ABSTRACT
Research shows that high levels of media multitasking (either situationally induced or chronic) may be associated with decreased cognitive function. Since cognitive capacity is required for efficient correction of one’s judgment after learning that the basis of the judgement is no longer valid, we expected that high levels of media multitasking would decrease one’s ability to adequately update one’s beliefs. We ran two studies in which participants were asked to form an impression of a target person based on their profile on a professional networking site. The profile contained either neutral information (control condition) or a negative comment which was later disproven (false-information conditions). We additionally manipulated media multitasking demands (in Study 1) or measured participants’ frequency of media multitasking (Study 2) and tested whether the level of media multitasking is related to the degree to which the initial attitudes were adjusted after learning that the negative comment was false. We found a significant but rather small effect of the manipulation in Study 1 indicating that participants in both multitasking conditions had more negative attitudes after the correction compared to the baseline, but not to the mono-tasking condition. Crucially, media multitasking demands did not impact attitude adjustment. The results of Study 2 showed that the relationship between media-multitasking frequency measured with a scale and attitude adjustment was non-significant. Overall, the findings provide no evidence that media multitasking – whether experimentally manipulated or chronic – plays a role in correction after misinformation. The study data and code are available at https://osf.io/xu6qd/
Acknowledgments
The research is supported by Jagiellonian University’s Young Researchers Grant, awarded to Piotr Dragon. Gabriela Czarnek’s work was supported by a MOBILITY PLUS grant (no. 1614/MOB/V/2017/0).
Disclosure statement
The authors declare no conflict of interest.
Notes
1. The labels of the conditions refer to how the tasks were instructed to perform rather than how the information related to each task was cognitively processed.

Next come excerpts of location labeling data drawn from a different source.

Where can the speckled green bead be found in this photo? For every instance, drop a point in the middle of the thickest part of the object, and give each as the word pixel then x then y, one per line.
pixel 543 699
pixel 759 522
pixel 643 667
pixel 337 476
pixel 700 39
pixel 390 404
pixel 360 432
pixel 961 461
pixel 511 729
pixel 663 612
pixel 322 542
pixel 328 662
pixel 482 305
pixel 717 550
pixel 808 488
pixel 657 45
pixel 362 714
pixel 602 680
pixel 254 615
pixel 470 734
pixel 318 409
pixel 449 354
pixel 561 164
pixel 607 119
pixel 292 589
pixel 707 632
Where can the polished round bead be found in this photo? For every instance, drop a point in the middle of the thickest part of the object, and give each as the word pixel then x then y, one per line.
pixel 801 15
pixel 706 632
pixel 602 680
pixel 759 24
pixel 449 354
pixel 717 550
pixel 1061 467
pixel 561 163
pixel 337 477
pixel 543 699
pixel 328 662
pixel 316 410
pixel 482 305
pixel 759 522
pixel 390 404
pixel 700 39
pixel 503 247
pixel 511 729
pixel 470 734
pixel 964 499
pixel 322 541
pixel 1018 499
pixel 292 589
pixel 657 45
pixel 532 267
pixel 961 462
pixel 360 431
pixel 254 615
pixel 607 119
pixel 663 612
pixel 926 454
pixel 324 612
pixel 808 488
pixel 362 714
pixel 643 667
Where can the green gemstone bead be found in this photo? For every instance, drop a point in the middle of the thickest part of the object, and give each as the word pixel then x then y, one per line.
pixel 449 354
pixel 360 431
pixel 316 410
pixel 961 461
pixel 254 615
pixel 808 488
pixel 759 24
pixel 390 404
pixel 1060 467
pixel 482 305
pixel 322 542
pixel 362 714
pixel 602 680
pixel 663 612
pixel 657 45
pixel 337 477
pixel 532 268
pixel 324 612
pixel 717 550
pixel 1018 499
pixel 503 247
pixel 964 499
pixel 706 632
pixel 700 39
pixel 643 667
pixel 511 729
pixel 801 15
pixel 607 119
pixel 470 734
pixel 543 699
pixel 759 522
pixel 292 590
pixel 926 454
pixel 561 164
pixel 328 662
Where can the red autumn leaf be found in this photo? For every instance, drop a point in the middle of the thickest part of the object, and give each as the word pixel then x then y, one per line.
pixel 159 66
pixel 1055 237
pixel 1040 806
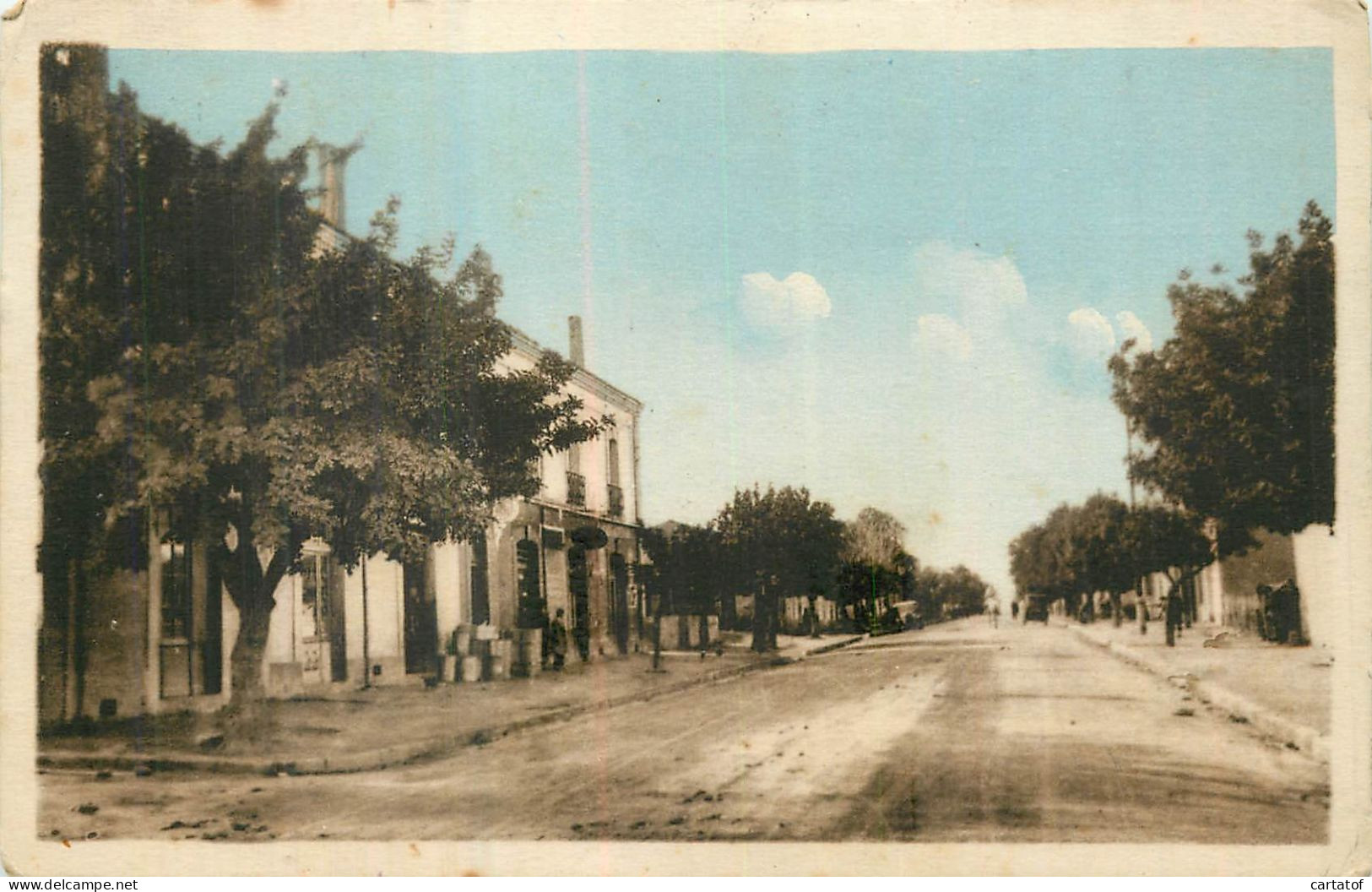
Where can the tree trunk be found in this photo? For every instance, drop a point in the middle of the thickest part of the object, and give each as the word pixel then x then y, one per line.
pixel 252 592
pixel 762 623
pixel 1141 606
pixel 250 648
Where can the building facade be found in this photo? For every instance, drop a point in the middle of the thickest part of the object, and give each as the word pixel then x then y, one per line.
pixel 157 636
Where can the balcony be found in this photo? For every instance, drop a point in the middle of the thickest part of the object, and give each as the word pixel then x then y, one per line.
pixel 575 489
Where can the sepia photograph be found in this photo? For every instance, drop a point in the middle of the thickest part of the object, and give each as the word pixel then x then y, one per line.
pixel 718 448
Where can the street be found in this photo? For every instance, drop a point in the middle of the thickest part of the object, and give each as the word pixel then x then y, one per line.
pixel 955 733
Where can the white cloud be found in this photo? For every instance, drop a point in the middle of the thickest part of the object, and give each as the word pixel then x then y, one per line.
pixel 943 335
pixel 968 277
pixel 1090 334
pixel 779 305
pixel 1132 327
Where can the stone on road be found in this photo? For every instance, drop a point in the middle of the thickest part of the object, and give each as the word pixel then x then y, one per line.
pixel 955 733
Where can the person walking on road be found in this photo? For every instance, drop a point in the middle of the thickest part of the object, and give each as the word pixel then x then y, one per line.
pixel 1174 617
pixel 557 641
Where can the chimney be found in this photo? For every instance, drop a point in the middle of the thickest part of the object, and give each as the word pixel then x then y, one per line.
pixel 578 345
pixel 333 165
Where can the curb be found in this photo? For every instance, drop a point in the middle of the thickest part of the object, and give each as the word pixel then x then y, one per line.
pixel 1293 734
pixel 402 753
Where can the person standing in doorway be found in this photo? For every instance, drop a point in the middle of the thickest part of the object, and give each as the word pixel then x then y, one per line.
pixel 557 641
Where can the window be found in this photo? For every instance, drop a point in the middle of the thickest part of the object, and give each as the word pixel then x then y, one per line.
pixel 176 590
pixel 612 470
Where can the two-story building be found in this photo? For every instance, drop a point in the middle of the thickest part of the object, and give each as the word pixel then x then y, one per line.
pixel 157 634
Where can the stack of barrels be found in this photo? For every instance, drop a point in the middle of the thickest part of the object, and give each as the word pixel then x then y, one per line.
pixel 485 654
pixel 529 652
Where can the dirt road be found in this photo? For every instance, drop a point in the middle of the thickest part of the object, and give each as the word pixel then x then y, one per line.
pixel 959 732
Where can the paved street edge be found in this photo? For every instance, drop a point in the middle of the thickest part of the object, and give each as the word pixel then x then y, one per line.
pixel 1293 734
pixel 405 753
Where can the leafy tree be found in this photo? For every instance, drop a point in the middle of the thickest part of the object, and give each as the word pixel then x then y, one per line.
pixel 1043 559
pixel 1172 542
pixel 1236 408
pixel 775 542
pixel 1104 549
pixel 685 568
pixel 263 391
pixel 962 592
pixel 876 564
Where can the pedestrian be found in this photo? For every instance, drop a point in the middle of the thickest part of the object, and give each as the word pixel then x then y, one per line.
pixel 1266 614
pixel 1174 617
pixel 557 641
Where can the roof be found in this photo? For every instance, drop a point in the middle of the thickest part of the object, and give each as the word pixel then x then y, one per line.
pixel 334 237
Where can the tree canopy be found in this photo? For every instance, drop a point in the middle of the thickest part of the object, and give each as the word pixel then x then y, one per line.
pixel 1236 408
pixel 210 362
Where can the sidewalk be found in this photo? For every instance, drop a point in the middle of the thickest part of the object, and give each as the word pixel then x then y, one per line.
pixel 366 729
pixel 1282 690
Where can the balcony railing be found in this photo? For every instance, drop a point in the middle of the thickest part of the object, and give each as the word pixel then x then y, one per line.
pixel 575 489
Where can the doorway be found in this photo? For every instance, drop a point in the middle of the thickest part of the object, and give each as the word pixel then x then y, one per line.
pixel 578 584
pixel 420 621
pixel 619 600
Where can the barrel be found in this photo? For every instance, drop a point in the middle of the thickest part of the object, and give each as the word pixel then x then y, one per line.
pixel 463 639
pixel 498 659
pixel 529 652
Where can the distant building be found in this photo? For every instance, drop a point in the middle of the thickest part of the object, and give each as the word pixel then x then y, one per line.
pixel 157 634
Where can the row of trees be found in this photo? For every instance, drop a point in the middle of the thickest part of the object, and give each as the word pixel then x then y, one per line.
pixel 1234 417
pixel 779 542
pixel 209 373
pixel 1104 547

4. The number of switches indicated by the plug-in decreased by the number of tabs minus 1 (there were 6 tabs). We excluded from this analysis 13 participants for whom we did not record the number of switches due to an equipment failure.
5. Study 2 was run in May 2020, when people in many countries were experiencing lockdown as a response to COVID-19 pandemic. Although our hypotheses were unrelated to this issue, the target person was supposedly a nurse, i.e. a member of a critical workforce. Although this could impact the overall perception of nurses and other key workers, we doubt whether this issue could bias people’s correction of false information.